The Federal Deposit Insurance Corp.’s Jan. 22 “Supervisory Policy on Predatory Lending” describes characteristics of predatory lending, and reaffirms that such practices “are inconsistent with safe and sound lending and undermine individual, family and community economic well-being.”

According to the policy letter, predatory loans include at least one, and “perhaps all three,” of the following characteristics:

  • Making unaffordable loans based on the assets of the borrower rather than on the borrower’s ability to repay an obligation;

  • Inducing a borrower to refinance a loan repeatedly in order to charge high points and fees each time the loan is refinanced (“loan flipping”); or

  • Engaging in fraud or deception to conceal the true nature of the loan obligation, or ancillary products, from an unsuspecting or unsophisticated borrower.”

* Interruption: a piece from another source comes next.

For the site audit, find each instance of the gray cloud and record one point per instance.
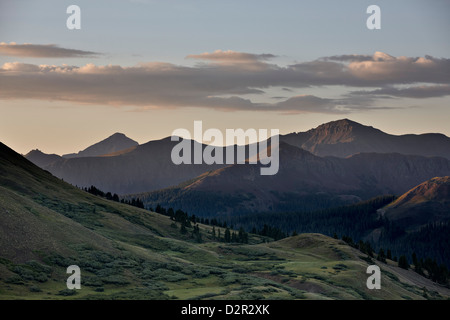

But the policy letter warns, “There is no simple checklist for determining whether a particular loan or loan program is predatory.”

Loan terms that are helpful to one borrower may be harmful to others, regulators said, and it is important to distinguish subprime lending from predatory lending. Subprime lending includes loans to persons who present heightened credit risk because they have experienced problems repaying credit in the past, or because they have only a limited credit history, the FDIC said. Loans that serve those borrowers “have a legitimate place in the market when they have been responsibly underwritten, priced and administered.”

Predatory lending, the letter said, is not limited to one class of borrowers. Signs of predatory lending include the lack of a fair exchange of value or loan pricing that reaches beyond the risk that a borrower represents or other customary standards.

The letter said the FDIC will continue to address predatory lending “through vigorous safety and soundness and compliance examinations and enforcement, industry outreach and adult financial education programs.”